Vous parliez d’archétypes. Certains de vos personnages évoquent l’univers du conte. Parfois votre travail fait penser à Escher, avec le jeu sur la perspective, les formes de poissons aériens.
Escher a créé des motifs géométriques hallucinants et les projeter dans l’impossible. Il les fait surgir en trois dimensions. Il y a aussi chez lui ce jeu des trames. Même si c’est un travail de longue haleine, il comporte quelque chose de méditatif que j’aime bien.
Symbolisme ouvert à tous
Est-ce que chez vous les murs sont blancs, dépourvus de motifs ?
Il n’y a presque rien sur les murs.
Je parlais de contes. Il y a une veine très symbolique dans vos dessins.
Mais elle n’est pas si hermétique. Pour cette image d’œil en flammes, la démarche a été tellement spontanée. Il faudrait en demander la signification à l’inconscient. La dimension sacrée me semble évidente. Une forme de conscience intérieure qui, comme sur la fresque que j’ai réalisée au Musée Château est une illumination. L’œil en est la porte d’entrée.
Harmonieuse fusion
Tous les éléments que vous représentez sont en fusion permanente.

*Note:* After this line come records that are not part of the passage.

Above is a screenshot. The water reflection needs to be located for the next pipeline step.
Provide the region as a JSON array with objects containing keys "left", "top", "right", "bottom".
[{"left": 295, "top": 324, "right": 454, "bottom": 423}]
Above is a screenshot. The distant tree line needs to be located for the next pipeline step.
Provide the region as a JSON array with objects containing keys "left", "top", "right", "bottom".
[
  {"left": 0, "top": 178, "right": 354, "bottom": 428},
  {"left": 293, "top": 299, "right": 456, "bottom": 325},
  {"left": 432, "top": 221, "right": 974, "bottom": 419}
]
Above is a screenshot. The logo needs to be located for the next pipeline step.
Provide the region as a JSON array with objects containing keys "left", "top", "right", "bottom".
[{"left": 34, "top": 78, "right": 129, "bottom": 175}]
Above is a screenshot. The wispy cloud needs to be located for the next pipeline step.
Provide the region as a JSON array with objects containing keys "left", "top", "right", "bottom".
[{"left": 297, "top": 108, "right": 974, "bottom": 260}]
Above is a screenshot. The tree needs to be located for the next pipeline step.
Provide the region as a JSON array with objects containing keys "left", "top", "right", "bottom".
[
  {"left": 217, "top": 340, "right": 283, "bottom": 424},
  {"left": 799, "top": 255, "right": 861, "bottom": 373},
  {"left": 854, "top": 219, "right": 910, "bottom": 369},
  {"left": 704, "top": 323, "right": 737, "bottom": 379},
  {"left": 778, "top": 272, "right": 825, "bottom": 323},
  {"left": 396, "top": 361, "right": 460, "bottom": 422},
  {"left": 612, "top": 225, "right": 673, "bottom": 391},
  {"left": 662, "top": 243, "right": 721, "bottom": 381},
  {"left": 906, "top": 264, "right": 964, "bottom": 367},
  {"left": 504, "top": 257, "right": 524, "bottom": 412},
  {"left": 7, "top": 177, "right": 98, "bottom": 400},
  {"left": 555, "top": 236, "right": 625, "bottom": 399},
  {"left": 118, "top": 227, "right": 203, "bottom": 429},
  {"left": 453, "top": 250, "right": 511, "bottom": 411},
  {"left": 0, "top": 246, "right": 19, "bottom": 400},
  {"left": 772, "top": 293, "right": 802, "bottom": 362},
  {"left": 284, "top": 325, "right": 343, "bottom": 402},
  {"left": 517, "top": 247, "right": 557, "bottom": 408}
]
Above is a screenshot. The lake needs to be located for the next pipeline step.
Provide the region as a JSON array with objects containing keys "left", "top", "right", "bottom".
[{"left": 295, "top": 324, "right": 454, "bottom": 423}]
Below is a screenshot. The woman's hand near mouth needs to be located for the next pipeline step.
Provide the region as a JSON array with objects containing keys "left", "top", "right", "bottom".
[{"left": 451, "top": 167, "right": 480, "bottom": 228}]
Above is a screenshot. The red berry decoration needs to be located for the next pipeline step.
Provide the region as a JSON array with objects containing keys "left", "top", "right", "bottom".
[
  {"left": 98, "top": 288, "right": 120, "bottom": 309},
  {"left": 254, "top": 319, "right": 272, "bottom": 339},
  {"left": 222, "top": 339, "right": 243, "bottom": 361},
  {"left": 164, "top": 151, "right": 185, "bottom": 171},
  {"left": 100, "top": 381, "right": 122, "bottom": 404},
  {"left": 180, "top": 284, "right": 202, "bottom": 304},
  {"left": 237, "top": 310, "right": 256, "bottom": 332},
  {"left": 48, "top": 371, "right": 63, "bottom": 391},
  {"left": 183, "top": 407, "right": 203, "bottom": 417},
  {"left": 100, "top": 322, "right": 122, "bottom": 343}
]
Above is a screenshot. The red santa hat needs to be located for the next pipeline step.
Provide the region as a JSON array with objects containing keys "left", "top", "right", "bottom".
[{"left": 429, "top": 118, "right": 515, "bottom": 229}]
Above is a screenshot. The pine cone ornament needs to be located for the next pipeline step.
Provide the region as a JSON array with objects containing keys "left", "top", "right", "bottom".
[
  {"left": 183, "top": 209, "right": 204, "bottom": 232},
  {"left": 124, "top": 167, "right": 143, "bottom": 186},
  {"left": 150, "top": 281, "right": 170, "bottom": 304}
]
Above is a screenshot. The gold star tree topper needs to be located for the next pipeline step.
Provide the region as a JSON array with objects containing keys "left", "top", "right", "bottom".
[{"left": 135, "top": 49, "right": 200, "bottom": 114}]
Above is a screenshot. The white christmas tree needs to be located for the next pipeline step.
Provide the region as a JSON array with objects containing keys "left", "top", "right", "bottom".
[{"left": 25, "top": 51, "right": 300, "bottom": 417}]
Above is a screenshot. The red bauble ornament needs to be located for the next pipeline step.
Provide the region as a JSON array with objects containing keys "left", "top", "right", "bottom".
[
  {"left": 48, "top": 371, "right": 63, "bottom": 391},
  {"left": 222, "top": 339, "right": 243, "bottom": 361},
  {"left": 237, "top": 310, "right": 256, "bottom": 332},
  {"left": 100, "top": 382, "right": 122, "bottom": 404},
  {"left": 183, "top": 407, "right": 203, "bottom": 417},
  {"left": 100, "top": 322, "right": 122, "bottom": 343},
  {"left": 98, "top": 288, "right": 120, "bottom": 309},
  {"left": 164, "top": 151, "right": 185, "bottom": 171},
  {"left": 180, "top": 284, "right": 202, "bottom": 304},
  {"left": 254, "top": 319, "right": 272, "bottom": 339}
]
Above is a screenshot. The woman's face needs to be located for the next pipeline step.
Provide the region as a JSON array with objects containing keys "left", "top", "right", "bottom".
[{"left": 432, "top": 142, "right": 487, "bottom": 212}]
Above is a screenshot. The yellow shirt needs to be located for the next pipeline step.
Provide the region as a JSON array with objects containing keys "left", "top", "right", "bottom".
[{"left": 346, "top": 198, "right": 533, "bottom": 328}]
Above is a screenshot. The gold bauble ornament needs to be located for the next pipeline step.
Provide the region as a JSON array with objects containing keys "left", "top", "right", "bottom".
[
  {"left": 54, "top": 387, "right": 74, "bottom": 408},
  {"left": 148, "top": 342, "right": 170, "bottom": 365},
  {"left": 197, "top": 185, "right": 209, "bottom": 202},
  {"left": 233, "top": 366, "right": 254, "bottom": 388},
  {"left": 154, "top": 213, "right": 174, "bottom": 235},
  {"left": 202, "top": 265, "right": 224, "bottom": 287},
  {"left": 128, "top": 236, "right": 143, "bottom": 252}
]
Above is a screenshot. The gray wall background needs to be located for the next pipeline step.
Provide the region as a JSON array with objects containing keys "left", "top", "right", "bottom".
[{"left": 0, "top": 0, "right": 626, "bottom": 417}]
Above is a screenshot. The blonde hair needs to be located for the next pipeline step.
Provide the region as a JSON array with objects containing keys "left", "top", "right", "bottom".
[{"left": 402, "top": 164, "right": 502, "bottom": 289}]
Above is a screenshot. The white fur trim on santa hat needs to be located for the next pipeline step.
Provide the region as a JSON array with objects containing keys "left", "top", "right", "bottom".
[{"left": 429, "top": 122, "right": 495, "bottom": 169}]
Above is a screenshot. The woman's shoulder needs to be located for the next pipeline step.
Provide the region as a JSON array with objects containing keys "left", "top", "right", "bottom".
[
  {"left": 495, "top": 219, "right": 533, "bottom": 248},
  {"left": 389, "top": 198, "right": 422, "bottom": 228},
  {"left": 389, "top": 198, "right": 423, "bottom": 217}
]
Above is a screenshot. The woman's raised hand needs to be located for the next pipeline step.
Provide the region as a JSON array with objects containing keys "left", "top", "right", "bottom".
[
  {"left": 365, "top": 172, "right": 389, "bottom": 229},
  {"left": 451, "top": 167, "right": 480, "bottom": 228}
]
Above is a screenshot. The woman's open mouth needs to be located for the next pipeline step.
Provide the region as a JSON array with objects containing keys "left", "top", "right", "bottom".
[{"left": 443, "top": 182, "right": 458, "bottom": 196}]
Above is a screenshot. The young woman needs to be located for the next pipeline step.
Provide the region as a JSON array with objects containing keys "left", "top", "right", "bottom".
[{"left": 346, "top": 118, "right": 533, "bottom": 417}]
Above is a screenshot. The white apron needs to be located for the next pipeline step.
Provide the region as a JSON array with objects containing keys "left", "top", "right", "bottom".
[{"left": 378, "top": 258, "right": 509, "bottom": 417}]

Avec l’idée d’un décor artificiel dans lequel la porte est une entrée…
Vers le rêve, la poésie. C’est l’image d’un passage.
Même s’il y a ésotérisme, il faut que ça sonne, que ça se « ressente bien ». On ne doit pas avoir besoin de faire intervenir une connaissance spécifique. Ma fille de 4ans ½ me donne son avis. Elle voit des ciels étoilés qu’elle aime beaucoup, comme tout ce qui la renvoie aux contes.
On peut faire de vos œuvres une lecture qui va au-delà de la surface des choses alors que le monde actuel nous y circonscrit. On est loin de la réactivité imposée et les enfants peuvent y trouver matière à contemplation, à réflexion. La porte leur est ouverte.
Les enfants sont comme ceux qui dans Les ailes du désir peuvent voir les anges. Si on leur dit « Il était une fois », ils sont pratiquement dans un état d’hypnose. Nous sommes des êtres d’histoires. Nous avons ça dans nos veines. Avec mes dessins, je me projette dans un monde fait d’histoires, de contes, de rapports symboliques.
Une histoire parmi les histoires…
Puisque vous parlez d’histoire, un enchaînement s’impose dans la disposition de vos dessins ?
Un accrochage comme celui-ci nécessite surtout de gérer le rythme d’enchaînement des images. Je dois éviter les redondances de formes. Un « chemin de fer » me permet de voir l’ensemble, qui crée une histoire. On part avec ce dessin en haut à gauche qui emmène le spectateur.
Vous exposez dans une médiathèque, au milieu des livres…et des histoires.
D’où le choix de placer parmi les dessins celui-ci, intitulé Open Book.